A manager's very honest goodbye
A $10 billion fund manager has decided to call it quits because "our return sucks," said Mark DeCambre at MarketWatch. Ted Aronson is planning to close his firm, AJO Partners, after 36 years, saying that his company's strategy has been "at odds with the forces driving the market" over the past five years. AJO's largest fund was down 15.5 percent through September. Aronson said his firm's steadfast pursuit of stocks that "were undervalued by some metric" has been "at the heart of our challenge," leading AJO to miss high-flying growth stocks in "e-commerce, software, and other tech-related ventures." Aronson said the firm's funds had fallen so far behind that "it makes it look like we've been buying our selling list and selling our buy list."
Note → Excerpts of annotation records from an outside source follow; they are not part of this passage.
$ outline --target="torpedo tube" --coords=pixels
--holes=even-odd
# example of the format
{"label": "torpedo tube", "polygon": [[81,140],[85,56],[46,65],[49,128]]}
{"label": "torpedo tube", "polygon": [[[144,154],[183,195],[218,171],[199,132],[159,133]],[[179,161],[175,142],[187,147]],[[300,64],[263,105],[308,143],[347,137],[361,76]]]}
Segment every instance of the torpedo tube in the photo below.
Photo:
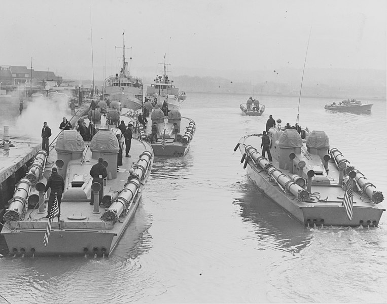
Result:
{"label": "torpedo tube", "polygon": [[368,180],[364,176],[364,174],[358,170],[354,169],[353,170],[353,172],[356,173],[354,178],[358,183],[358,184],[360,186],[363,192],[367,194],[368,197],[375,204],[381,203],[384,199],[381,192],[376,191],[376,187],[375,185],[368,181]]}
{"label": "torpedo tube", "polygon": [[346,167],[345,170],[345,174],[348,174],[350,171],[355,169],[353,166],[350,166],[349,161],[344,157],[344,156],[341,154],[341,153],[339,151],[338,149],[336,148],[333,148],[331,149],[331,155],[335,160],[337,166],[340,168],[340,164],[342,163],[345,164]]}
{"label": "torpedo tube", "polygon": [[149,141],[147,134],[145,133],[145,129],[142,124],[138,124],[138,137],[142,140]]}
{"label": "torpedo tube", "polygon": [[21,179],[15,186],[13,197],[10,200],[9,207],[3,219],[7,224],[11,221],[23,219],[24,212],[27,208],[27,197],[31,189],[31,181],[26,177]]}
{"label": "torpedo tube", "polygon": [[254,161],[256,165],[264,169],[267,174],[271,176],[283,189],[286,189],[300,201],[305,202],[309,200],[309,194],[306,190],[301,187],[292,178],[274,167],[266,158],[261,155],[255,148],[248,145],[245,148],[245,151]]}
{"label": "torpedo tube", "polygon": [[32,183],[37,183],[42,176],[47,158],[47,152],[45,150],[40,150],[35,156],[32,164],[25,176]]}
{"label": "torpedo tube", "polygon": [[[341,154],[341,153],[336,148],[331,149],[331,154],[333,156],[336,163],[340,165],[341,163],[344,163],[346,165],[345,173],[348,174],[351,171],[356,173],[355,179],[358,184],[360,186],[363,192],[375,204],[379,204],[383,201],[384,198],[383,194],[380,191],[377,191],[376,187],[372,183],[368,181],[364,174],[358,170],[355,169],[353,166],[349,166],[349,162],[345,159]],[[342,165],[344,167],[343,165]]]}
{"label": "torpedo tube", "polygon": [[193,131],[195,129],[195,123],[191,122],[188,125],[188,127],[187,128],[187,130],[184,134],[184,136],[182,138],[182,142],[183,143],[188,143],[190,140],[191,140],[192,134],[193,134]]}
{"label": "torpedo tube", "polygon": [[102,220],[115,223],[120,216],[128,209],[138,191],[140,181],[145,177],[151,160],[152,153],[149,151],[146,151],[140,156],[132,173],[128,177],[128,182],[112,202],[110,207],[103,212],[101,217]]}

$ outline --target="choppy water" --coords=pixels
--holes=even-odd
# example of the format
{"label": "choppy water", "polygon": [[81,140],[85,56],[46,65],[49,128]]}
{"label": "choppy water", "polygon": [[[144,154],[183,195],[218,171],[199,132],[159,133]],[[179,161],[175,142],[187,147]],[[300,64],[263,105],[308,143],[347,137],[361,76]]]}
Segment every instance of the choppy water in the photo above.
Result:
{"label": "choppy water", "polygon": [[[0,294],[11,303],[385,302],[386,215],[376,229],[309,229],[260,193],[233,149],[269,114],[294,124],[298,99],[262,96],[264,116],[249,117],[239,109],[248,97],[189,94],[190,151],[155,160],[108,258],[13,258],[0,238]],[[325,130],[385,195],[385,101],[363,100],[369,115],[324,110],[333,101],[302,98],[300,125]]]}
Watch out for Medicare premiums
Even a little "extra income in retirement can mean much higher Medicare premiums," said Neal Templin at The Wall Street Journal. The Medicare math is tricky. "If you're a single person with modified adjusted gross income up to $87,000, or a married couple with income up to $174,000, you will pay the basic premium this year of $144.60 monthly." But if you're a single person earning more than $163,000, or a couple filing jointly earning above $326,000, the premium soars to $462.70 a month. One way to cushion the blow: If you're over 70½, a qualified charitable deduction from a tax-deferred account can reduce your required minimal distribution to keep you in a lower-income Medicare bracket.